Temporomandibular Eklem Disk İnterferens Rahatsızlıklarında Öne Konumlandırıcı Splint Tedavisinin Eklem Sesi Üzerine Etkisinin Değerlendirilmesi


Tezin Türü: Doktora

Tezin Yürütüldüğü Kurum: Gazi Üniversitesi, Türkiye

Tezin Onay Tarihi: 2015

Tezin Dili: Türkçe

Öğrenci: Dilek Kaymak

Danışman: ARİFE DOĞAN

Özet:

Bu çalışmanın amacı, temporomandibular eklem disk interferens rahatsızlığına sahip hastalara öne konumlandırıcı splint uygulayarak tedavi etkinliğini klinik verilere göre ve eklem seslerinin spektral analiz verilerine göre belirlemektir.
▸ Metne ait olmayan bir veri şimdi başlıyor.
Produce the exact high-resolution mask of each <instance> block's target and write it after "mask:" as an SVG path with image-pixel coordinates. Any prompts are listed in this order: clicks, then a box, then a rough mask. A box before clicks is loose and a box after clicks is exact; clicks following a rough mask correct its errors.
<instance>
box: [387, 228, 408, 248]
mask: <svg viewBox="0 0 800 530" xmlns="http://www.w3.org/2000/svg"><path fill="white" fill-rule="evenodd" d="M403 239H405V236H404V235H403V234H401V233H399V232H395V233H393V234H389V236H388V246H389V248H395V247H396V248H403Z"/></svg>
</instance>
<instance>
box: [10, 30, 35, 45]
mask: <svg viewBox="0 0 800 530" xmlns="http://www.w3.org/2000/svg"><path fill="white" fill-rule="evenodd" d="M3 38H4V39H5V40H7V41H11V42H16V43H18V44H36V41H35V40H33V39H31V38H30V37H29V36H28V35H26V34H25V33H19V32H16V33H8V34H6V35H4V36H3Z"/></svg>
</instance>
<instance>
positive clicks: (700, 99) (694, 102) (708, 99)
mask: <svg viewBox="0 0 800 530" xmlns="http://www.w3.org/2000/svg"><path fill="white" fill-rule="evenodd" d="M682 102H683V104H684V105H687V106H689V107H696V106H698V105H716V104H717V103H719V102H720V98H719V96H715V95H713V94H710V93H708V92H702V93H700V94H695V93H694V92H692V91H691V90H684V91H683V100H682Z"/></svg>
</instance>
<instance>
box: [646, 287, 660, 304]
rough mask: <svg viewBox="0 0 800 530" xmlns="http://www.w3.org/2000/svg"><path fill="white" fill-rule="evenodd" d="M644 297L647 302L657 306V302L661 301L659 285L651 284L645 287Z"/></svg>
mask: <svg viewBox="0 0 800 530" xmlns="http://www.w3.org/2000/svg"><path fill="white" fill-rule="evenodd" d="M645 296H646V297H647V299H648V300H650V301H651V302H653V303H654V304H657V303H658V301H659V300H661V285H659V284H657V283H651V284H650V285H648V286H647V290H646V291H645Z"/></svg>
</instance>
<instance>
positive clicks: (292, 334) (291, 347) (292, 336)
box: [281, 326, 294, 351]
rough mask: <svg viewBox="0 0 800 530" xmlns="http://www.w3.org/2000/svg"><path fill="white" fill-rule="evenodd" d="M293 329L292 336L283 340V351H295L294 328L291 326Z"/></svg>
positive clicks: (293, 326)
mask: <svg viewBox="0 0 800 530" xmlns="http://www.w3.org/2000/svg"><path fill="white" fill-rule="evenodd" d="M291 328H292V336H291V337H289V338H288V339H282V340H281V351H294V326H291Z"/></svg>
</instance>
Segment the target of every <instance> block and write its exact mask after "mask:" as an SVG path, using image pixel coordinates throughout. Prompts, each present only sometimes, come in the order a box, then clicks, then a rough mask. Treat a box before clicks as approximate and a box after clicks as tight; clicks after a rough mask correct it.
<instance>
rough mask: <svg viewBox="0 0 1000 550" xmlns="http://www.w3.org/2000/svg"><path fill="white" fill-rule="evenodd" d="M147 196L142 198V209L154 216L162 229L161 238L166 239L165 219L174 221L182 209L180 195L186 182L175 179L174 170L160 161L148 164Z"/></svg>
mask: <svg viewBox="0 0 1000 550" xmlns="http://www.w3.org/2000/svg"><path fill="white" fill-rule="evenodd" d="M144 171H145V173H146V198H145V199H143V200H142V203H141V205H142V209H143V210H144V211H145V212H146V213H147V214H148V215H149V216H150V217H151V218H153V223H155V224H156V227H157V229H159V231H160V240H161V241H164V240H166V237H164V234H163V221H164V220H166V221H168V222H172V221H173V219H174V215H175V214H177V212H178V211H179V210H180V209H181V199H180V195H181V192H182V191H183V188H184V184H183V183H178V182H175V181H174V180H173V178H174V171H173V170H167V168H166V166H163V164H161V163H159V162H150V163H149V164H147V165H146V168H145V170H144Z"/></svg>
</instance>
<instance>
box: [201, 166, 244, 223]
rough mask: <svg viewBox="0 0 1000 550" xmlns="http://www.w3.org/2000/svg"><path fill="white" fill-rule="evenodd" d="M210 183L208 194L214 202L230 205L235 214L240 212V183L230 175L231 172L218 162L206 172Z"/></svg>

Bu çalışma temporomandibular eklem disk interferens rahatsızlığına sahip 26 hasta üzerinde yapılmıştır. Hastalar 6 hafta süresince öne konumlandırcı splint kullanımı ile tedavi edilmiştir. Öne konumlandırıcı splintin uygulandığı seansta hastaların klinik muayeneleri yapılmış, eklem sesleri kaydedilmiş ve 6 haftalık tedavi sonrasında klinik muayene ve eklem sesi kayıtları yinelenmiştir. Elde edilen eklem seslerinin tedavi öncesi ve sonrası amplitüd değerleri ölçülerek karşılaştırılmıştır. Ayrıca kaydedilen eklem sesleri evrimsel spektrum analizi ile incelenerek eklem seslerinin spektral analizleri yapılmıştır. Klinik veriler ve spektral analiz verileri ile öne konumlandırıcı splint başarısı değerlendirilmiştir. Klinik veri ile başarı değerlendirmesinde ağrı ve disfonksiyon parametreleri, spektral analiz verileri ile başarı değerlendirmesinde ise ses tipi ve ses parametreleri esas alınmıştır. Çalışmamız sonucunda öne konumlandırıcı splint tedavisi ile mandibular açma ve kapamada kaydedilen eklem sesi amplitüd değerlerinde anlamlı bir düşüş belirlenmiştir. Tedavi öncesi ve sonrası açma veya kapama hareketi sırasında sağ ve sol eklemlerin eklem sesi amplitüd değerleri arasında, sağ veya sol eklemlerin açma ve kapama hareketleri sırasında eklem sesi amplitüd değerleri arasında anlamlı fark bulunmamıştır. Klinik veriler doğrultusunda elde edilen başarı oranları, spektral analiz verileriyle elde edilen başarı oranlarından daha yüksek bulunmuştur. Klinik muayene ve spektral analiz verileriyle elde edilen başarı oranlarındaki farklılıklar dikkate alındığında, tedavi etkinliğini doğru değerlendirmek için bu yöntemlerin birlikte kullanımının uygun olduğu sonucuna varılmıştır.